Kunze also worries about the combination of UCITA with the laws in several states that prohibit warranty disclaimers. "Should a state adopt UCITA, but amend it by disallowing warranty disclaimers for consumers, Open Source/free software may be forced to carry mandatory warranties," she says. "I am reminded of Bruce Perens' statement in Open Sources: Voices from the Open Source Revolution (1999): 'If free-software authors lose the right to disclaim all warranties and find themselves getting sued over the performance of the programs they've written, they'll stop contributing free software to the world.'"

Commission officials say some of the changes in the UCITA model bill were prompted by the many concerns expressed by Open Source and Free Software advocates. But Carlyle "Connie" Ring, chairman of the UCITA drafting committee, says the changes are a good compromise for the Open Source community. "No one comes out at 100%," Ring says. "We all give a little bit."

Ring clarifies that the new UCITA would exempt from warranty an Open Source product that was sold for the cost of the media it was on, such as a $3 Linux CD set. But a Red Hat boxed set selling at Wal-Mart for $60 would fall under UCITA's warranty provisions.

"If you're packaging that as a commercial product, then you're in the business that every other software purveyor is in," Ring says. In Ring's way of thinking, you then should abide by the same warranty rules as the rest of the industry.

Ring predicts the software warranty debate could go two ways: through state legislatures working on legislation such as the commission has recommended, or through the U.S. Congress. Ring doubts that Congress would exempt commercial software from carrying warranty disclaimers.

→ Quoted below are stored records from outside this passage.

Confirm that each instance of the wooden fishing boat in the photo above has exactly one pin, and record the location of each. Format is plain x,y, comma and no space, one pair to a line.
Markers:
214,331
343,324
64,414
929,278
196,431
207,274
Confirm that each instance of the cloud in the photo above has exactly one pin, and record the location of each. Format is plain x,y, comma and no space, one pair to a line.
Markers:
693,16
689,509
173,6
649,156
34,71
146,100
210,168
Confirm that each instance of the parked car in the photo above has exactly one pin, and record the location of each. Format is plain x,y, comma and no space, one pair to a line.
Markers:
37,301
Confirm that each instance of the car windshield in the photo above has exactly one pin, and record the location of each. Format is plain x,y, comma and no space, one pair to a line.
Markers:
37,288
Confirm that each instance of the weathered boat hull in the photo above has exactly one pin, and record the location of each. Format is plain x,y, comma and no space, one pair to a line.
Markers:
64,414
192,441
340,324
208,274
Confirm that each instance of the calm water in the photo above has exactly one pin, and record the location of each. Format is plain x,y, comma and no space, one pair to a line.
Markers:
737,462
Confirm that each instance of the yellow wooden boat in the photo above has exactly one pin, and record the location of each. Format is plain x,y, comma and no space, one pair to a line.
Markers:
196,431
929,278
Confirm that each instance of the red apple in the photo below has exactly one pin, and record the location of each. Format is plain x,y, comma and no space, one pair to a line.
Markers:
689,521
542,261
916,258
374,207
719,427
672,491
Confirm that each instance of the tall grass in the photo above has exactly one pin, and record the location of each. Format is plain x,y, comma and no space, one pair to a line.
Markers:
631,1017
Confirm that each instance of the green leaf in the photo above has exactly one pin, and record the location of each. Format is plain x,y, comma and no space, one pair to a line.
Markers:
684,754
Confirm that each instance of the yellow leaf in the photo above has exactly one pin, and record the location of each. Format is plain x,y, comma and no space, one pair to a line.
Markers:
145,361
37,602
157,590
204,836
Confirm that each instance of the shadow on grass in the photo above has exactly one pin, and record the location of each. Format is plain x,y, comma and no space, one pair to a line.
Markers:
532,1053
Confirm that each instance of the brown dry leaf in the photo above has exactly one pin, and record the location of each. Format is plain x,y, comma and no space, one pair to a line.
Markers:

Acknowledgment of GPL, reverse engineering

Kunze is also interested in a couple of other changes to the UCITA model legislation. One is an acknowledgment that a notice license -- such as the GPL or BSD licenses -- is not governed by UCITA, as opposed to contractual licenses. She says while this acknowledgment doesn't really change the existing law, it may be useful in helping people understand licenses such as the GPL.

Kunze is more concerned about the reverse engineering provision in UCITA, which, like the warranty change, may not be of much help to Free Software programmers. The change to allow reverse engineering for interoperability purposes basically follows the Digital Millennium Copyright Act's language, she says, in requiring that reverse-engineered information must not have been "readily available" to the programmer.

So what's that mean? "'Readily available' may mean that an attempt must first be made to obtain a license for the information," she says. "What's more, it's not clear whether conditions on the information, such as payment, may be imposed. Given that Open Source/Free Software does not generate license income, any required payment may put this option out of reach. Any benefit from this reverse engineering clause may prove elusive."

What's next?

The original UCITA model legislation was the first proposed by the National Conference of Commissioners on Uniform State Laws that the American Bar Association threatened to oppose, says John McCabe, legislative director for the NCCUSL. The changes to UCITA will now go back to the ABA for approval in mid-2003.

Meanwhile, the NCCUSL will pitch the new UCITA language to state legislatures across the United States, including to the two states that have already passed UCITA laws, Maryland and Virginia. Ring says his group will recommend that the two states adopt the changes they haven't already addressed.

But Red Hat's Kunze predicts UCITA will continue to be opposed by consumer groups in states where it's considered. "Given that the recent changes still do not satisfy its opponents, it's not clear whether UCITA will now be successful in getting adopted in other states, particularly with the added charge that it would force Open Source/Free Software to adopt proprietary practices in having agreements with users," she says.